Sebelum memeluk agama islam Abu Bakar Sidik RA, adalah orang yang sangat di hormati dan di segani oleh kaumnya yaitu kaum Qurais,  Abu Bakar juga berasal dari keturunan yang mulia dari Bangsa Qurais. Nasab kedua orang tuanya bertemu dengan nasab Rasullullah SAW pada Murrah Bin Ka'ab, kakeknya. 

Selain berasal dari kaum yang sangat di hormati, beliau juga dikenal dan dihormati karena kemuliaan budi pekertinya, kejujuran, kecerdasan, kecakapan, berkemauan keras, pemberani dan dermawan

Namun demikian, pilihannya yang kuat untuk masuk agama Islam membuat orang-orang Makkah mengabaikan kedudukan dan kemuliaannya tersebut. karena pada masa Risalah Islam di Kota Mekkah saat masa belaiau masuk Islam,  siapapun yang mengikuti Rasul dan kedapatan melakukan ibadah maka akan mendapat tekanan dan penyiksaan serta penganiayaan dari kaum Qurais. 

Abu Bakar Pun Tidak Luput dari tekanan kaumnya sendiri beliau mendapat berbagai tekanan dalam beribadah kepada Allah. dan tidak beribadah secara terang terangan di kota Mekah. 

Ada suatu kisah beliau dimana, Saat beliau meminta ijin kepada Rasullullah SAW untuk berhijrah ke Habsyi, dan Rasullullah SAW pun mengijinkannya. 

Ketika perjalanannya hijrahnya sampailah beliau pada suatu tempat bernama "Barkulimat", beliau bertemu dengan pemimpin suku setempat yang bernama Ibnu Addaghnah 

Ketika ditanya tentang perjalanannya tersebut, beliau menjawab, "Aku dipaksa keluar (dari Makkah) oleh kaumku, dan aku ingin merantau di muka bumi sehingga aku dapat beribadah kepada Rabbku."

Mendengar jawaban itu, Ibnu Addaghnah berkata, "Orang seperti engkau hai Abu Bakar, tidak boleh keluar atau dikeluarkan. Engkau selalu menolong orang yang miskin, suka bersilaturahmi, membantu orang yang sengsara dan lemah, dan menghormati tamu. 

Karena Abu Bakar dikenal dan di hormati oleh Ibnu Addaghnah dan juga Abu bakar berasal dari kalangan kaum yang paling di hormati di masa itu lalu Ibnu Addaghnah berkata: "Aku bersedia menjadi pelindungmu. Kembalilah ke Makkah, dan sembahlah Tuhanmu di negerimu."

Budaya "Pelindung/Melindungi” adalah budaya yang sangat dihormati di kalangan suku-suku Arab. 

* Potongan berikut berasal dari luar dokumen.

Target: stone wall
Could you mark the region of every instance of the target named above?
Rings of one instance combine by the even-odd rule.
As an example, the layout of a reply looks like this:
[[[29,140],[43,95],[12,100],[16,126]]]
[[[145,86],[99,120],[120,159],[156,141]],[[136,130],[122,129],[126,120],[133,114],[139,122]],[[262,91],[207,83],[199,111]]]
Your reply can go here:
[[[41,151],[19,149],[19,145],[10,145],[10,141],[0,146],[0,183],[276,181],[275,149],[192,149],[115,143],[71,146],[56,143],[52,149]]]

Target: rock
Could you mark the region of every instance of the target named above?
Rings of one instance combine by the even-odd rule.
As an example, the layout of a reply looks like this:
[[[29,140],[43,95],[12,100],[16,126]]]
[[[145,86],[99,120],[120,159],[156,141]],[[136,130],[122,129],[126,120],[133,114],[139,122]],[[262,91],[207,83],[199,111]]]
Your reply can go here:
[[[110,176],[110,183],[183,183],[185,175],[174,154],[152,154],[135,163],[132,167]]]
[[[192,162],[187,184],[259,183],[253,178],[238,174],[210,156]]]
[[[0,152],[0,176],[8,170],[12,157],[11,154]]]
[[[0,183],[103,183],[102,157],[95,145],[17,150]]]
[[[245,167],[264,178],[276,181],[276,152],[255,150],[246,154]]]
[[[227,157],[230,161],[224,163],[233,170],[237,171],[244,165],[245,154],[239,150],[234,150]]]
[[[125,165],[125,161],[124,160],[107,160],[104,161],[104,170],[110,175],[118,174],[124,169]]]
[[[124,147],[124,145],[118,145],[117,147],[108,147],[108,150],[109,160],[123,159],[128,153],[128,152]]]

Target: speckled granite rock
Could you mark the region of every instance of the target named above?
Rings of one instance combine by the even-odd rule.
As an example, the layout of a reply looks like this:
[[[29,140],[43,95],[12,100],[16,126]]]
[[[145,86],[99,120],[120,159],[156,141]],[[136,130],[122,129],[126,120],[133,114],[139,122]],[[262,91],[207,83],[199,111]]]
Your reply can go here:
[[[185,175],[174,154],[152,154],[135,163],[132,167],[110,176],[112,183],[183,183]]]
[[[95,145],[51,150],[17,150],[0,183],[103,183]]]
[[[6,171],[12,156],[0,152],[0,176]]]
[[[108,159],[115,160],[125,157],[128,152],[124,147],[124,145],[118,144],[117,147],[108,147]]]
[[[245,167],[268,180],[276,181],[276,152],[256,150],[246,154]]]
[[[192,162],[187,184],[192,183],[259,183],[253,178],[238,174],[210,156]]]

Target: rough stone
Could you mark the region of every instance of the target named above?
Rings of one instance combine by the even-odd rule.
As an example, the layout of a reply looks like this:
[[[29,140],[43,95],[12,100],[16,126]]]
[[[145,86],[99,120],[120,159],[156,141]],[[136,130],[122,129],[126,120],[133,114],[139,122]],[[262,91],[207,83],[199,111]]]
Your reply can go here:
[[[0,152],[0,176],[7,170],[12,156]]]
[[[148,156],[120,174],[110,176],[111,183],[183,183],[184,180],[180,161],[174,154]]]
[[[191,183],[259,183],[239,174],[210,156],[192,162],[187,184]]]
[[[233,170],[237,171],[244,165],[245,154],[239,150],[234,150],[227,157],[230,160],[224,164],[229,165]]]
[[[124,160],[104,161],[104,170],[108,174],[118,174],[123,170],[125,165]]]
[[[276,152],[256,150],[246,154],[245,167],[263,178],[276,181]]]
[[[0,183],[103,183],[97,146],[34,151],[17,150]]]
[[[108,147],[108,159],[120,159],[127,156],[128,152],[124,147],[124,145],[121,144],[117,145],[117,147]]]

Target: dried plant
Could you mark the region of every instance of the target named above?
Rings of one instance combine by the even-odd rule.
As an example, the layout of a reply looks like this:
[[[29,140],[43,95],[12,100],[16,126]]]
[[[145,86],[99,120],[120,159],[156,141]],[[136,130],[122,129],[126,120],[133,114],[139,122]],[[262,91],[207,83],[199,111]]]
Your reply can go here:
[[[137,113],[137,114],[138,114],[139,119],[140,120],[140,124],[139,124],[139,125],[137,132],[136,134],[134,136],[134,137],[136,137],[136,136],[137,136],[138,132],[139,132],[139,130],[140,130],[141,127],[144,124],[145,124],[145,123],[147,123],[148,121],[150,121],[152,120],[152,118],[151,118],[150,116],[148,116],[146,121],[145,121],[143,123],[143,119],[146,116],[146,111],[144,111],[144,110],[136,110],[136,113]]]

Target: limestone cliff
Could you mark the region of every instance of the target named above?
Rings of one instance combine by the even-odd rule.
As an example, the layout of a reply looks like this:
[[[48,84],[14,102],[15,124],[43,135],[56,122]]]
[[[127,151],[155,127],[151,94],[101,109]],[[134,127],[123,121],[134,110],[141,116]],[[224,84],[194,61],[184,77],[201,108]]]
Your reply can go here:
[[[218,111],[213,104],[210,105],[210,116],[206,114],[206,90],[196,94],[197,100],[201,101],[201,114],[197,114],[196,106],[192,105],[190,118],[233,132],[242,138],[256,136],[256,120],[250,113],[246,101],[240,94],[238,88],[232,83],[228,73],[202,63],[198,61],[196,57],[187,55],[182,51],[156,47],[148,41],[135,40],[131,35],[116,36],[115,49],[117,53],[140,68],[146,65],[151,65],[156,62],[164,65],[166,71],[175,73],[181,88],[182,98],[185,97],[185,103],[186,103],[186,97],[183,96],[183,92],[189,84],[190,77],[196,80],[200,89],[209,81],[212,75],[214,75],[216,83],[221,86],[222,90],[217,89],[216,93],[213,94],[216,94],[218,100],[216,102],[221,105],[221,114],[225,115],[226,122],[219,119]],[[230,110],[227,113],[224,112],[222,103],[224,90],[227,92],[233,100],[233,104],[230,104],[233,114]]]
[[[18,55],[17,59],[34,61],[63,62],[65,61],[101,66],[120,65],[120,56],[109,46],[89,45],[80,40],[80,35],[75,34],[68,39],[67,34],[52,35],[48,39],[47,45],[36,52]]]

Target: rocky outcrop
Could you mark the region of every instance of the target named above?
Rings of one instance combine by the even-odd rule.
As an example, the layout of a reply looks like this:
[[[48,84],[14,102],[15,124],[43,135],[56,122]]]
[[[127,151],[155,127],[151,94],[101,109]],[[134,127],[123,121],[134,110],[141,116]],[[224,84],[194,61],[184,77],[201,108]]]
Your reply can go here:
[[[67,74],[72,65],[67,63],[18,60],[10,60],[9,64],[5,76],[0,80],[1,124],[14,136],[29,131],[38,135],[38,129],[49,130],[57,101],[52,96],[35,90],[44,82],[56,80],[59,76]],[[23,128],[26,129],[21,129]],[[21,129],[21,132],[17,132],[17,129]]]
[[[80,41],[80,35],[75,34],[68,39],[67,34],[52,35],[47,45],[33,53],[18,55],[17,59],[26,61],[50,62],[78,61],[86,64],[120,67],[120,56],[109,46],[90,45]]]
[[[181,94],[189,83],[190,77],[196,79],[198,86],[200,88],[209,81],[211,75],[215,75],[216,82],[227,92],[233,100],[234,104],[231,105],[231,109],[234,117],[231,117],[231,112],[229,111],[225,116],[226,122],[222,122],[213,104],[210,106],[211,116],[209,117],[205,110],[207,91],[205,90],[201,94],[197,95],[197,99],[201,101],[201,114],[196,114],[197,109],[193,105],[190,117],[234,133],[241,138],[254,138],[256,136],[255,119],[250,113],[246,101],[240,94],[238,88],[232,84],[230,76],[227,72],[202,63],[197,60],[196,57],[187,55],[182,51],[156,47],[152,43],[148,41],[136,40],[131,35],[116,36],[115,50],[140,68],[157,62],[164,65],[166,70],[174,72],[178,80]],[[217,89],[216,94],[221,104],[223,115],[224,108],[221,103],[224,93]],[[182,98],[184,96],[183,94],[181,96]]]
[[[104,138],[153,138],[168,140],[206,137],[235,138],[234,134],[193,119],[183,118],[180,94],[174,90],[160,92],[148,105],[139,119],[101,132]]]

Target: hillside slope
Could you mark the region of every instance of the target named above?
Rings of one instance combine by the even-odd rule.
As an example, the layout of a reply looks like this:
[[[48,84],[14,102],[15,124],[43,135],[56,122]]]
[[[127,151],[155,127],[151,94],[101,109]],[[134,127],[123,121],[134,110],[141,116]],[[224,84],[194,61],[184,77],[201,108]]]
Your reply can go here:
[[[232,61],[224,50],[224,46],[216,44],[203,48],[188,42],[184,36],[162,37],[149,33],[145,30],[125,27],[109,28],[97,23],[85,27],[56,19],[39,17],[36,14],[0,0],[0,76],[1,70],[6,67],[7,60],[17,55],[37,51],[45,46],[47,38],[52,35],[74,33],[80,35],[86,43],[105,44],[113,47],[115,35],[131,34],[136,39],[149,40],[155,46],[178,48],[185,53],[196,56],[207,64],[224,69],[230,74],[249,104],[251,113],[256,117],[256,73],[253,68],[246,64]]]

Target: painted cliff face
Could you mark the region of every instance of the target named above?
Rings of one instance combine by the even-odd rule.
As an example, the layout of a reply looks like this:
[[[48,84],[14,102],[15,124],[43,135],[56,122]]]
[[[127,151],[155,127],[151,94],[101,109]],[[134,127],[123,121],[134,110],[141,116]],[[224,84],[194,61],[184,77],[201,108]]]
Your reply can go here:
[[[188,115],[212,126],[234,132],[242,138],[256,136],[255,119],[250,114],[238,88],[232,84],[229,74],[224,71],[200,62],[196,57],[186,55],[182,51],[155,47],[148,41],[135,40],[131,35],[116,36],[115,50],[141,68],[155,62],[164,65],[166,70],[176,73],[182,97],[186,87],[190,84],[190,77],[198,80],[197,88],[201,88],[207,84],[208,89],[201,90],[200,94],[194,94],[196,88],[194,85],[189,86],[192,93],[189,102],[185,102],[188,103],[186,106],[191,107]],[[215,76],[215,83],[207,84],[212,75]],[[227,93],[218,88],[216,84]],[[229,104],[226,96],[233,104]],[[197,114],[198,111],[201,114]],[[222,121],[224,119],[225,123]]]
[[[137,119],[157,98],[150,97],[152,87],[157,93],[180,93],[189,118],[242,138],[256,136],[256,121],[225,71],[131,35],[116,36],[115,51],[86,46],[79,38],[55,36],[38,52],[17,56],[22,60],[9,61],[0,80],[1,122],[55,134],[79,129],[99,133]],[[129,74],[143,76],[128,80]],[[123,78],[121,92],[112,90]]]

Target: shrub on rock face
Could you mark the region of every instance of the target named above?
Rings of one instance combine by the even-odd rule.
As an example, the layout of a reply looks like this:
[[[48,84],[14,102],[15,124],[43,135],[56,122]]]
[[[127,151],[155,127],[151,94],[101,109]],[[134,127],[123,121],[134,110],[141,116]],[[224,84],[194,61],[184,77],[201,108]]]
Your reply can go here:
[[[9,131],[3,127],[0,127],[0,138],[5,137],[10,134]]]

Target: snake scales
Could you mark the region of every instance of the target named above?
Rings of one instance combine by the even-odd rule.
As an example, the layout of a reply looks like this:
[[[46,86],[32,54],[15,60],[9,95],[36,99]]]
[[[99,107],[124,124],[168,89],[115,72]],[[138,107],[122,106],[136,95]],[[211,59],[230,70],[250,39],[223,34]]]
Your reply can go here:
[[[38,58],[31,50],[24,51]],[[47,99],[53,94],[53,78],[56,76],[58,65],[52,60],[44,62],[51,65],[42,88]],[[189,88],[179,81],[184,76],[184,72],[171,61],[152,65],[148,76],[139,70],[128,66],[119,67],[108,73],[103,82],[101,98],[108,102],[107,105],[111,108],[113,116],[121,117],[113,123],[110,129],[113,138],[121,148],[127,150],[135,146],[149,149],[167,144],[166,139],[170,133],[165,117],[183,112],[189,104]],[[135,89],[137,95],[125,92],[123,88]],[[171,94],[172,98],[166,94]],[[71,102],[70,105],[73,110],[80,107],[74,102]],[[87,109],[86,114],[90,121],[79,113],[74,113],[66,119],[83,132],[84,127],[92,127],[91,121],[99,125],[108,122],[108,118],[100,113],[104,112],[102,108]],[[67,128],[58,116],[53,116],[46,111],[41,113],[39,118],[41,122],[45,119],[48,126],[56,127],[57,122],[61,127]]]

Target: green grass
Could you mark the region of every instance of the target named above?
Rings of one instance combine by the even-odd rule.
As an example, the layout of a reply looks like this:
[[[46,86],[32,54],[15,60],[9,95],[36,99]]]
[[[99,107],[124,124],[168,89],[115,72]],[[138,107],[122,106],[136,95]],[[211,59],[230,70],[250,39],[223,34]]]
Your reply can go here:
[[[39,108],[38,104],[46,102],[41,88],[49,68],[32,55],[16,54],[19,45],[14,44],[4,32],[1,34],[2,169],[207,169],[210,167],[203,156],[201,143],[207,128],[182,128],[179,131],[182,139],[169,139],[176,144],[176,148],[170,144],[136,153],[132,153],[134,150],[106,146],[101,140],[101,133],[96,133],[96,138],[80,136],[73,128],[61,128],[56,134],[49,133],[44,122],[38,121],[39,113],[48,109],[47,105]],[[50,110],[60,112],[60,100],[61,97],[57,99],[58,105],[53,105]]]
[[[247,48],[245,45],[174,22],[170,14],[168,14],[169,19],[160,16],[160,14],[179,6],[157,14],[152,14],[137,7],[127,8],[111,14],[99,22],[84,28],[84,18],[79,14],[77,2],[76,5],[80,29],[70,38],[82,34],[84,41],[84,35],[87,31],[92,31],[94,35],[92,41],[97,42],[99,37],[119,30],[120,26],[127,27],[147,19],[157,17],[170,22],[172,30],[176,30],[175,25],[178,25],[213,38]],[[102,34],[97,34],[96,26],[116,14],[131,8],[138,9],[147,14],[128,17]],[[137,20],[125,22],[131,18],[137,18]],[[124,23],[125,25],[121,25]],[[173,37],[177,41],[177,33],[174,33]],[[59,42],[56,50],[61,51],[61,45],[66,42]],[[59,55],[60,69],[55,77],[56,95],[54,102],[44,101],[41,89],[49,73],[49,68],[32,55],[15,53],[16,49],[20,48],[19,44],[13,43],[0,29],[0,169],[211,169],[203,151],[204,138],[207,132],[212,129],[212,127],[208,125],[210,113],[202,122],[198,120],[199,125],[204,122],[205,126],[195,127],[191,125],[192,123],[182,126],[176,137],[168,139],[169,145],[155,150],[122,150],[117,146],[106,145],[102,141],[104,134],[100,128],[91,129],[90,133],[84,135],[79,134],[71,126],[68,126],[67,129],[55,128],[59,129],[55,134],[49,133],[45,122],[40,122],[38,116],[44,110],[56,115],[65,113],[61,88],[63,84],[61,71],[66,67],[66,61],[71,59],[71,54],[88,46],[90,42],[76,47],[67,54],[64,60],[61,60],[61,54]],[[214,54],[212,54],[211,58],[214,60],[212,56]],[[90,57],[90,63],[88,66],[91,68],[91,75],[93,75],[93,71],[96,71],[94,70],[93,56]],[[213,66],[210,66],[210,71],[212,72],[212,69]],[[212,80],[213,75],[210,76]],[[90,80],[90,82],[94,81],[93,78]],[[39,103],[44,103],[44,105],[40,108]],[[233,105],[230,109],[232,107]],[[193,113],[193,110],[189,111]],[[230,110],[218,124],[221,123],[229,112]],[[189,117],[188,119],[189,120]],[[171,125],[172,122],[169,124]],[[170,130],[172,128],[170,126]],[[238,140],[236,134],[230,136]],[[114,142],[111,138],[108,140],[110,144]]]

Begitu seorang yang punya pengaruh menyatakan diri sebagai "Pelindung" bagi seseorang, maka maka harta, darah dan kehormatan orang tersebut menjadi jaminan pelindung, jaminan aman dari gangguan dan siksaan orang-orang sekitarnya. 

Budaya ini pula yang membantu Nabi SAW mendakwahkan Islam di tengah penolakan dan permusuhan kaum kafir Quraisy Makkah karena Abu Thalib menyatakan diri sebagai "Pelindung" Rasullullah SAW. Begitu Abu Thalib meninggal, Rasullullah SAW mengalami siksaan dan penghinaan yang tak kalah hebatnya dengan sahabat-sahabat beliau yang lain.

Lalu Abu Bakar kembali ke Makkah dan Ibnu Addaghnah mengumumkan "Perlindungan" yang diberikannya padaAbu Bakar, dia melarang siapapun untuk mengganggu Abu Bakar Sidik Untuk melakukan Ibadah kepada Allah. 

Orang-orang kafir Qurais tak berkutik, tetapi Abu Bakar harus mengikuti syarat ketentuan dari kaum Qurais yang harus di turuti, meminta Abu Bakar tidak bersuara keras dalam beribadah, karena khawatir kaum wanita dan anak-anak mereka akan terganggu. Ibnu Addaghnah dan Abu Bakar menerima persyaratan itu.

Setelah mendapat perlindungan Abu Bakar kembali ke Kaumnya di Mekkah, beliau mendirikan mushalla di depan rumahnya, beliau selalu  shalat dan membaca Qur'an disana. Setiap kali selesai membaca Qur'an, beliau selalu menangis, hal ini membuat wanita dan anak-anak orang kafir Quraisy jadi tertarik dan mulai terpengaruh dengan apa yang dilakukan Abu Bakar. 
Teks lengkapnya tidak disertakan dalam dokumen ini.